As the eldest son of Toki Shigeyori, Masafusa became the designated heir to the Toki clan; however, Shigeyori adored his fourth son, Toki Motoyori, and aimed to remove Masafusa from the line of succession and replace him with Motoyori.  Upon instructions from Shigeyori, Saitō Toshifuji (the deputy military governor) and Ishimaru Toshimitsu (the junior deputy military governor) backed Motoyori, whereas an uncle on his mother’s side, Saitō Myōjun (Toshifuji’s younger brother from a different mother) supported Masafusa.  This led to an internal conflict in 1494 known as the Battle of Funada.  In the seventh month of 1495, Masafusa and Myōjun joined forces to defeat Motoyori’s faction, and in the ninth month, Shigeyori was compelled to retire and reluctantly transfer to Masafusa the role as head of the clan and military governor of Mino.  Motoyori and his supporters aimed to raise arms again, but, on 5/30 of 1496, after Saitō forces under Myōjun surrounded Kidaiji Castle, Toshimitsu and his son, Toshitaka, committed seppuku in exchange for a promise from Myōjun to spare the lives of Shigeyori and others, while Motoyori took his life the following month as the fall of the castle became imminent.  As a result, Masafusa’s faction prevailed again.

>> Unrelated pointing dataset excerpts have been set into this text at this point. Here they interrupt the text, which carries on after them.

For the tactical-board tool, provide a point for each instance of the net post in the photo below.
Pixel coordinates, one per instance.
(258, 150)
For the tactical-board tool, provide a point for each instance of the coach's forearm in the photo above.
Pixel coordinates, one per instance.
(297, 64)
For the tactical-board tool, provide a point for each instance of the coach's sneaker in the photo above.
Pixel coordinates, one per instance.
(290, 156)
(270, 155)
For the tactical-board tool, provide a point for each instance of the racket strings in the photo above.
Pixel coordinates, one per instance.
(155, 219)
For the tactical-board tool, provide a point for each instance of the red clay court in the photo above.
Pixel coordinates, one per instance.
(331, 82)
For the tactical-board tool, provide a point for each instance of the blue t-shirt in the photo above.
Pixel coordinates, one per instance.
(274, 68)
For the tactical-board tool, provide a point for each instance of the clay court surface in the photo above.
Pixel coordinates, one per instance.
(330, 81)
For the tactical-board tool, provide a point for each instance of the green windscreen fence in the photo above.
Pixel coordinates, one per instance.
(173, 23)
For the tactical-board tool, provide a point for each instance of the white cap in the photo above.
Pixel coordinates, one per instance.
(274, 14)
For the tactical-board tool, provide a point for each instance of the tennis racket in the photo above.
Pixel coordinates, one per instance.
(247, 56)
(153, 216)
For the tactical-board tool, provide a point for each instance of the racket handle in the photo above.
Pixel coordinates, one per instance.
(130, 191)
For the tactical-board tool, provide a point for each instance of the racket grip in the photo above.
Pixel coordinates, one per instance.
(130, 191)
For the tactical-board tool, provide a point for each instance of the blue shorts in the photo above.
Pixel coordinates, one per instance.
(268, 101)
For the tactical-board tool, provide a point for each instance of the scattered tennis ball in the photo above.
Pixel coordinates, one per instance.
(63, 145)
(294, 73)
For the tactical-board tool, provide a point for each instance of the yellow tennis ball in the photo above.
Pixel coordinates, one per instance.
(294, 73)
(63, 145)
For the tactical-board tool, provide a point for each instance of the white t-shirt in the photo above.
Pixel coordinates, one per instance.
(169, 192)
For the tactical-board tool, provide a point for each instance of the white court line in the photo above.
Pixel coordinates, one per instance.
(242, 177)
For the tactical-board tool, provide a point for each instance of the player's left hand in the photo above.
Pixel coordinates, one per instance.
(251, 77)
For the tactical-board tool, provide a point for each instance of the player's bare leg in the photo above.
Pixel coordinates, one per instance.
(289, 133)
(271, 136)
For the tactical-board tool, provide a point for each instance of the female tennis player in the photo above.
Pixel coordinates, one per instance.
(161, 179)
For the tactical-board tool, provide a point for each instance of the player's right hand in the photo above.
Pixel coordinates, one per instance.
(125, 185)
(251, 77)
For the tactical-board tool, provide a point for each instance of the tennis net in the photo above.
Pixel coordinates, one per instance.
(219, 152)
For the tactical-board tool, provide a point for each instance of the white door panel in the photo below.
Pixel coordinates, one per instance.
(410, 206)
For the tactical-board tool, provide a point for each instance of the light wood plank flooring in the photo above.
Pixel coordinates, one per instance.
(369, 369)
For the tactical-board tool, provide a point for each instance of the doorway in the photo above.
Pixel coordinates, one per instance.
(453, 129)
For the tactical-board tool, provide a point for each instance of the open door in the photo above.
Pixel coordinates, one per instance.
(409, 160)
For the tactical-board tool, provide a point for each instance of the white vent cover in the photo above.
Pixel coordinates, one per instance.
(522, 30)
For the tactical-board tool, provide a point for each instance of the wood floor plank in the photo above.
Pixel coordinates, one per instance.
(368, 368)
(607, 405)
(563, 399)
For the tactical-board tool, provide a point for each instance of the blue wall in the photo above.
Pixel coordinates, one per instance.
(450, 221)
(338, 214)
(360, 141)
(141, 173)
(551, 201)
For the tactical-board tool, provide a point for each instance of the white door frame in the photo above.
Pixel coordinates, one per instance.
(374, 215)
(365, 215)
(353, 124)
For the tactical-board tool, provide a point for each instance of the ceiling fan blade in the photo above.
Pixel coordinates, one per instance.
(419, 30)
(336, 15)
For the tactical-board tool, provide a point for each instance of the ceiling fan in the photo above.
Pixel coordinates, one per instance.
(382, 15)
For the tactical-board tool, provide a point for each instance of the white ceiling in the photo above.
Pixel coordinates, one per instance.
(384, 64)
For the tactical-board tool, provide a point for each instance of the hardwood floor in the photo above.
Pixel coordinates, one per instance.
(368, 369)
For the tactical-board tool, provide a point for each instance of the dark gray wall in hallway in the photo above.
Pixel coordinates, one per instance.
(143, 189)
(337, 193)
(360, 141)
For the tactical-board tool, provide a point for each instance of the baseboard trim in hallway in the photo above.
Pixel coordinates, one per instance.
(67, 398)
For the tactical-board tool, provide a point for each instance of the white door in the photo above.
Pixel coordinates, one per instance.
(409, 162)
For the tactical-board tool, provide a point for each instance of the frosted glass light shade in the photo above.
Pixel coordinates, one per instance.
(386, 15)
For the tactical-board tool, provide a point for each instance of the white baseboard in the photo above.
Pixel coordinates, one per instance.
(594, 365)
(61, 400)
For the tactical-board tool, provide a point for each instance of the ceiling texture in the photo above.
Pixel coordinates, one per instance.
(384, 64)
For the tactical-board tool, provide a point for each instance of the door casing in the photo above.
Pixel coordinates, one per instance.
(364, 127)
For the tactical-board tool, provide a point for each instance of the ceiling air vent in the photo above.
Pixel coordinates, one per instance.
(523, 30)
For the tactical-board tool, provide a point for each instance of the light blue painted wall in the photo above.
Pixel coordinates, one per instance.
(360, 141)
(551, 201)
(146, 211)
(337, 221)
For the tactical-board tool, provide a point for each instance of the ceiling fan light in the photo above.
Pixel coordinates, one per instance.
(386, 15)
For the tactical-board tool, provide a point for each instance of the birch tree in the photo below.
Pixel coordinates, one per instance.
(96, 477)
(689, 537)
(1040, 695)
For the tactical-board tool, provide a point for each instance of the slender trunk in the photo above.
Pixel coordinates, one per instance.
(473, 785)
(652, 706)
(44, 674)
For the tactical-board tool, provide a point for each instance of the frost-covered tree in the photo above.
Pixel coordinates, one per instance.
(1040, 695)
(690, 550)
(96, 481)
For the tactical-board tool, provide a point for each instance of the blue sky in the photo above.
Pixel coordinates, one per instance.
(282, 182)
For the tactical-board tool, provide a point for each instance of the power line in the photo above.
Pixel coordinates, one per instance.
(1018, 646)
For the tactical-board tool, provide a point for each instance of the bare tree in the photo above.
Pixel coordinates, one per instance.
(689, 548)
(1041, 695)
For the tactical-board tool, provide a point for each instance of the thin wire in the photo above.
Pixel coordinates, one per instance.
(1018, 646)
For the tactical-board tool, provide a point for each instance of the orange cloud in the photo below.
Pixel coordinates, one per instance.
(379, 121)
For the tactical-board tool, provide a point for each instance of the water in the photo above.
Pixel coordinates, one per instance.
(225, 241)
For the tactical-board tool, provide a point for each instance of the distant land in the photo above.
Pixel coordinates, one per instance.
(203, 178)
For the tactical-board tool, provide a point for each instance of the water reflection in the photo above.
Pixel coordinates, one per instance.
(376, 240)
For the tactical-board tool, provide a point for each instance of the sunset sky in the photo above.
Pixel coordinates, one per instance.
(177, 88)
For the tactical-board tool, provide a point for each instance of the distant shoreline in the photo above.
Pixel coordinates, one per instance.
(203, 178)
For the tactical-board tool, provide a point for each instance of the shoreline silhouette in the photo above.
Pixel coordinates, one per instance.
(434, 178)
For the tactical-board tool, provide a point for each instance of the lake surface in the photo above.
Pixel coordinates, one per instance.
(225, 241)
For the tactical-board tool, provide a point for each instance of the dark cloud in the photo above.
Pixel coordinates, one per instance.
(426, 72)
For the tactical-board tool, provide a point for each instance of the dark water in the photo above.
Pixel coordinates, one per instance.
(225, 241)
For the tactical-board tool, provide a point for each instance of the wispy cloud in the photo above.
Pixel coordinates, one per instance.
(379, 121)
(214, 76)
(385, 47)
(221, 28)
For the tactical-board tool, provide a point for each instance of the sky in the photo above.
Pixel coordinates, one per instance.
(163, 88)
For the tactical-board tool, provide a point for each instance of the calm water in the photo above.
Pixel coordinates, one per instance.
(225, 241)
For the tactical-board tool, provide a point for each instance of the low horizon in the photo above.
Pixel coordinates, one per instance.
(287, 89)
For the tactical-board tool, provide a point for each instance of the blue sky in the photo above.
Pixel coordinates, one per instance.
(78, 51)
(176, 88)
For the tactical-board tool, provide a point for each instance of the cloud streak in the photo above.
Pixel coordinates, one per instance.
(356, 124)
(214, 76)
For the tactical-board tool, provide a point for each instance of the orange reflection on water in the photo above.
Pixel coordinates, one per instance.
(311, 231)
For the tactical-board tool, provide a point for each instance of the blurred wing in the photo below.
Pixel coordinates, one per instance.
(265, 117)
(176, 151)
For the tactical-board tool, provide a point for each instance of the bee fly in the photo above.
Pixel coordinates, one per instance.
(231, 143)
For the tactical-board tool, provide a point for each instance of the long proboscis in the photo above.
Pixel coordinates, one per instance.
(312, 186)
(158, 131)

In Mino, the Saitō clan in their role as deputy military governors gained more power than their lords, the Toki clan.  As an outcome of the Battle of Funada, the Saitō became even stronger.  In the twelfth month of 1496, Myōjun deployed to Ōmi Province and fought against the Rokkaku clan, but, along with his son, Saitō Toshichika, died in battle in the course of a major defeat.  Thereafter, Nagai Nagahiro acquired power in his role as the junior deputy military governor.

In 1509, Masafusa constructed and moved into Fukumitsu Castle in the Nagara-Fukumitsu area of Gifu.

Masafusa set aside his eldest son, Toki Yoritake, and supported his second son, Toki Yoriaki, as his successor.  This action garnered support from Nagai Nagahiro and Saitō Hikoshirō (Toshichika’s younger brother) while Yoritake was backed by Saitō Toshinaga (Toshichika’s son), giving rise to a succession struggle.  In 1517, this finally escalated into a battle.  Yoritake’s faction prevailed, but, in the following year, Yoriaki’s faction won, and Yoritake fled to Echizen Province.  In the midst of this internal conflict, Masafusa died on 6/16 of 1519.  After his demise, Yoritake assumed the seat of the military governor with the support of the Asakura clan from Echizen.  Nevertheless, continuing efforts by Yoriaki’s supporters to gain control of the clan resulted in ongoing chaos in Mino.